Build and Run: Execute the following command, pointing to your chosen configuration file:
```
./build_and_run.sh --config <absolute path to config file>.yaml
```

Diving Deeper: Handler Dependencies

Open Avatar Chat uses handlers for various tasks like rendering, language models, and text-to-speech. Here's a closer look at some key handlers:

LAM Client Rendering Handler: This handler uses assets generated by the LAM (ultra-realistic 3D digital humans from a single image) project to render the client avatar. You can use the sample assets provided or create your own.
OpenAI Compatible LLM Handler: Connect to your existing LLM API (like Bailian) to power the digital human's responses.
MiniCPM Omni Speech2Speech Handler: Use the MiniCPM-o-2.6 model for multimodal dialogue capabilities, downloading the model from Hugging Face or ModelScope.
Bailian CosyVoice Handler: Integrate Bailian's CosyVoice API for text-to-speech, reducing system requirements.
CosyVoice Local Inference Handler: Run CosyVoice locally for TTS, but be aware of potential installation issues on Windows (see the original documentation for workarounds).
Edge TTS Handler: Leverage Microsoft Edge's cloud-based TTS service.
LiteAvatar Avatar Handler: Utilize 2D avatar features with a library of 100+ avatars on ModelScope’s LiteAvatarGallery.
LAM Avatar Driver Handler: Use audio to drive facial expressions with the facebook/wav2vec2-base-960h and LAM_audio2exp models.

Optional Deployment Tweaks

SSL Certificates: If you're not running Open Avatar Chat on localhost, you'll need SSL certificates to secure the video and audio streams.
TURN Server: If you encounter connection issues, setting up a TURN server can help with NAT traversal.

Configuring Your Digital Human

The main configuration file and command parameter is <project_root>/configs/chat_with_minicpm.yaml. You can load from another directory by specifying --config.
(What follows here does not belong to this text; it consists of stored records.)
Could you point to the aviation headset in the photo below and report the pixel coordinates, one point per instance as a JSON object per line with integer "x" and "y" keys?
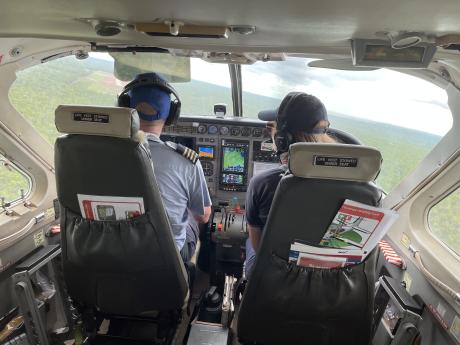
{"x": 297, "y": 103}
{"x": 124, "y": 99}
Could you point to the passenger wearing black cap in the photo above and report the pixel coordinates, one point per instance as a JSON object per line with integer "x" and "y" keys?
{"x": 299, "y": 118}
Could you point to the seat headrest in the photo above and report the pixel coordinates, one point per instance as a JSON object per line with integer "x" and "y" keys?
{"x": 334, "y": 161}
{"x": 93, "y": 120}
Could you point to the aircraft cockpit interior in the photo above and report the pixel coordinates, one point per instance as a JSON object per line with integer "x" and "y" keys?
{"x": 229, "y": 173}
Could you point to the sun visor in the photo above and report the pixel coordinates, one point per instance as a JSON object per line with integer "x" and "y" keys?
{"x": 175, "y": 69}
{"x": 334, "y": 161}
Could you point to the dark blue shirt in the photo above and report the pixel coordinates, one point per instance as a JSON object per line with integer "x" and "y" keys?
{"x": 259, "y": 197}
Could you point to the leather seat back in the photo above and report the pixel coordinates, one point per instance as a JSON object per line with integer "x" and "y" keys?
{"x": 287, "y": 304}
{"x": 124, "y": 267}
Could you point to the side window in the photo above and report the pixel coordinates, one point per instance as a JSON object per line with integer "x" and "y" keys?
{"x": 444, "y": 221}
{"x": 14, "y": 184}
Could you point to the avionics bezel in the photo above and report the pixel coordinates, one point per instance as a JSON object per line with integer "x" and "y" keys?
{"x": 244, "y": 174}
{"x": 359, "y": 46}
{"x": 207, "y": 146}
Key parameters for configuration live in:

VAD
LLM
ASR
TTS
LiteAvatar Digital Human

Remember, all path parameters can be absolute or relative to the project root.

Start Building Your Digital Human Today

Open Avatar Chat offers a powerful and flexible platform for creating interactive digital humans. Dive in, experiment with different configurations, and bring your AI avatar to life!